Induction Ceremony – Keynote Speaker

Andrew Warren was born in Kansas City, Kansas, in 1956. He spent the next 18 years of his life in Mission, in the older suburbs of Northeast Johnson County. He graduated from Shawnee Mission North High School in May 1975. The next day he left for a 9 week trip backpacking around Australia.

Upon his return, he attended Johnson County Community College for one year (which he describes as the second smartest thing he ever did) and moved to graduate from the University of Kansas in 1979 with honors in Political Science and Geography.

He drifted for a few years after that, working as a yacht rigger on Galveston Bay and cleaning up a concrete plant in Merriam, Kansas, every night. Money earned from being covered in sweat and concrete dust (which set-up when ever he cooled off) went to help pay for law school.

He began studying at Washburn University Law School in January 1983. He hated law school and was constantly depressed, but loved his part time job with the Public Defender in Topeka. By the narrowest margin, he received his Juris Doctorate in December 1985, and went to work for the Public Defender.

A promotion to Deputy District Defender in Olathe, Kansas, followed where he was promptly made to serve as Acting District Defender. The job in Olathe was constant and usually heated legal combat as the judges and bar were extremely hostile to the new Public Defender office. But, he survived, somehow without ever being held in contempt of court.

In 1991, he was promoted as the first Public Defender for Western Kansas, in Garden City. He quickly learned to like – a lot – Western Kansas and its people. After short stints there and with the Appellate Defender in Topeka he joined the firm of Patton, Kerbs, and Hess in Dodge City. Although he greatly respected and enjoyed his co-workers at Patton, Kerbs, and Hess, one of those life changing events occurred.

During a visit to Custer National Battlefield in South Dakota, he experienced a fire bell in the night and clearly saw what he had suppressed since taking a U.S. History class at KU. American History was his passion. He took a number of classes at Dodge City Community College and by correspondence to prepare for application to graduate school at Fort Hays State University.

In the graduate history program at FHSU he flourish, did as well as can be done and was admitted to Phi Kappa Phi, of which he is extremely proud. He is, perhaps excessively, proud of his academic record at FHSU and of FHSU itself. He tells anybody who will listen that it is the best college of university he has attended, and refers to it as a “Jeffersonian-Jacksonian institution.”
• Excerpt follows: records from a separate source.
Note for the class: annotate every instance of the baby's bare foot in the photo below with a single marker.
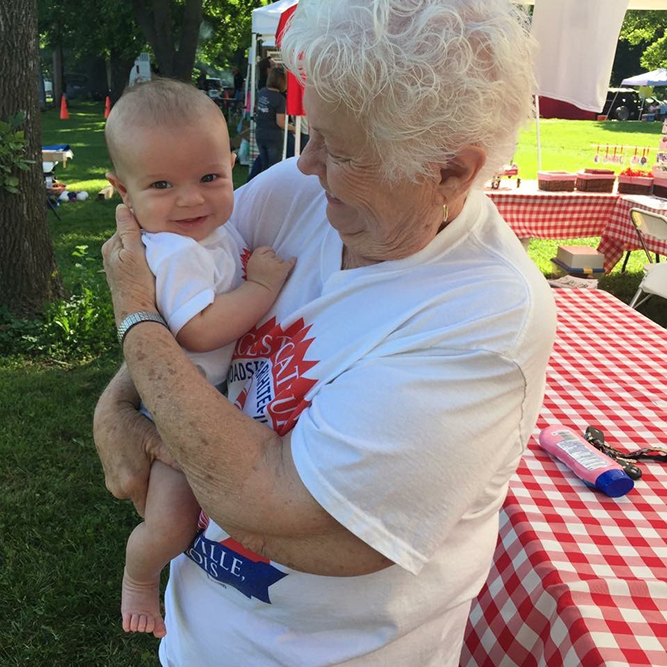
(140, 606)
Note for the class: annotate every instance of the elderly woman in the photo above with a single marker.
(350, 483)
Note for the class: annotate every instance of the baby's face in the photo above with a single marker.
(178, 179)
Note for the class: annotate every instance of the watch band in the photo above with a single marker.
(136, 318)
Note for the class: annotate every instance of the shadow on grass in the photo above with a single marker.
(634, 126)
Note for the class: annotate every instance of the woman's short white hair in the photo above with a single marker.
(424, 77)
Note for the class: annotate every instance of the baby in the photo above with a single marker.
(169, 146)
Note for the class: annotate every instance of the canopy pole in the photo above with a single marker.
(253, 92)
(539, 140)
(285, 137)
(297, 137)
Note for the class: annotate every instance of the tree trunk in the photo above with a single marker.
(119, 73)
(57, 82)
(28, 271)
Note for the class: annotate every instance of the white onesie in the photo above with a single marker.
(188, 276)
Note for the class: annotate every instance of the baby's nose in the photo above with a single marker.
(189, 196)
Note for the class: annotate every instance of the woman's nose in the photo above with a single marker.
(310, 161)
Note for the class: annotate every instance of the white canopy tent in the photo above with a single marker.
(658, 77)
(569, 32)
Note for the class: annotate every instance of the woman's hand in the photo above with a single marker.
(130, 280)
(127, 442)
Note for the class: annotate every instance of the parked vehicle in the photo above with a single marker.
(623, 104)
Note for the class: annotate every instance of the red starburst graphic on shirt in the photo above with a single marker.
(230, 542)
(284, 350)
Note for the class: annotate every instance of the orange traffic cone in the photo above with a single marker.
(64, 114)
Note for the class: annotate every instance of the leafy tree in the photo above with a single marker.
(647, 29)
(112, 34)
(28, 271)
(233, 20)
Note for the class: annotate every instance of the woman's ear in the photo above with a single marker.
(459, 175)
(118, 184)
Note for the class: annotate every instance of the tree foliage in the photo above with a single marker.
(175, 32)
(647, 29)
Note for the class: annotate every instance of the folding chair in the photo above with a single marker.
(640, 218)
(655, 278)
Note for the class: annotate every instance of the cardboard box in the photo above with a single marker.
(580, 258)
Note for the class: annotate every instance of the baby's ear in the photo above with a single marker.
(118, 184)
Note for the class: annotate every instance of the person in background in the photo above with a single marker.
(239, 81)
(270, 118)
(264, 66)
(351, 480)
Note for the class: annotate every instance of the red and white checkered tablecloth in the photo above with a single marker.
(619, 234)
(533, 213)
(580, 579)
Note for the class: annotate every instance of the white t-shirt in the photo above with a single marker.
(188, 276)
(416, 384)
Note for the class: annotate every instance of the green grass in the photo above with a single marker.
(63, 535)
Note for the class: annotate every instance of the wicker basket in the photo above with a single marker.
(556, 186)
(629, 188)
(660, 191)
(595, 182)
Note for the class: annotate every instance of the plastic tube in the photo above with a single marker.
(596, 469)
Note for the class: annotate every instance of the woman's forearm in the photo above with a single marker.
(229, 316)
(240, 470)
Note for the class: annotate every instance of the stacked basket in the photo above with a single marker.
(596, 180)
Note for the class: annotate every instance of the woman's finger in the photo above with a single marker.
(129, 231)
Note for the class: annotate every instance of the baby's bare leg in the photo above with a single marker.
(168, 528)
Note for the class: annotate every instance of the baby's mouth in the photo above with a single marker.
(191, 221)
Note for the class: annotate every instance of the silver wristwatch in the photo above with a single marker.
(136, 318)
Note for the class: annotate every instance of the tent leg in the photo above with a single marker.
(297, 137)
(285, 137)
(539, 141)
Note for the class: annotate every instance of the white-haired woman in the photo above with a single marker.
(350, 483)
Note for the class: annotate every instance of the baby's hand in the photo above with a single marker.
(267, 269)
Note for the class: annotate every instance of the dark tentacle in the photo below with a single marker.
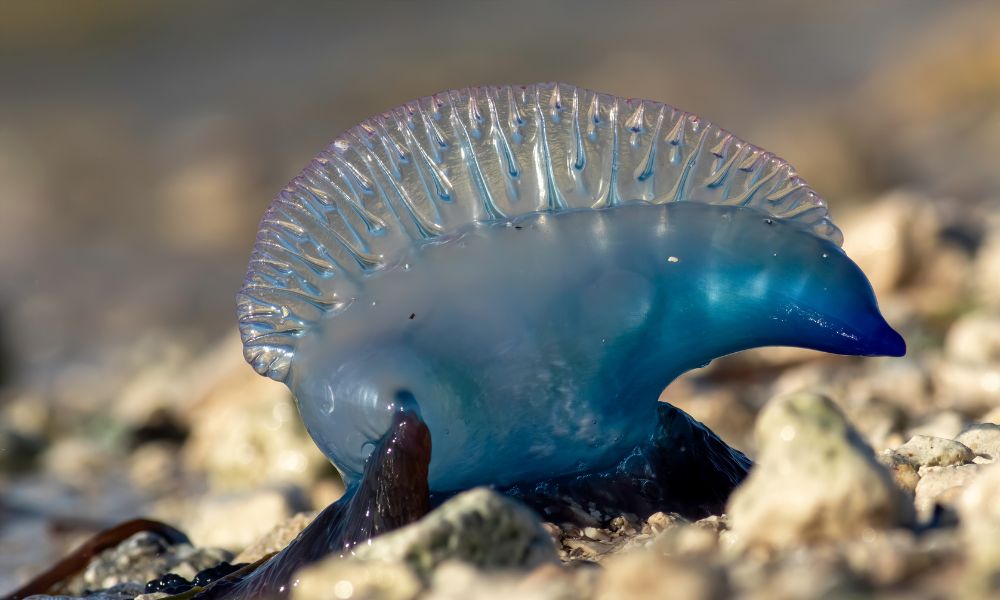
(684, 468)
(392, 492)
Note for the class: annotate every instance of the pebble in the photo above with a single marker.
(983, 439)
(372, 580)
(277, 538)
(479, 526)
(815, 479)
(141, 558)
(904, 472)
(925, 450)
(645, 574)
(236, 520)
(945, 424)
(248, 434)
(979, 509)
(942, 486)
(893, 235)
(975, 338)
(967, 387)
Since 2006 he has taught Criminal Justice at Western New Mexico University. In March of this year, he received a dual appointment as Professor of Criminal Justice and History at WNMU and relishes the opportunities the history appointment affords. He is working harder then he has ever working refreshing the great quantity of knowledge has lost since leaving FHSU and creating new online history classes.

He is greatly honored to be invited to address the Phi Kappa Phi chapter at Fort Hays State University, has no earthly idea what he will say, and wants everyone to know that renting academic regalia is cheaper than buying a new suit.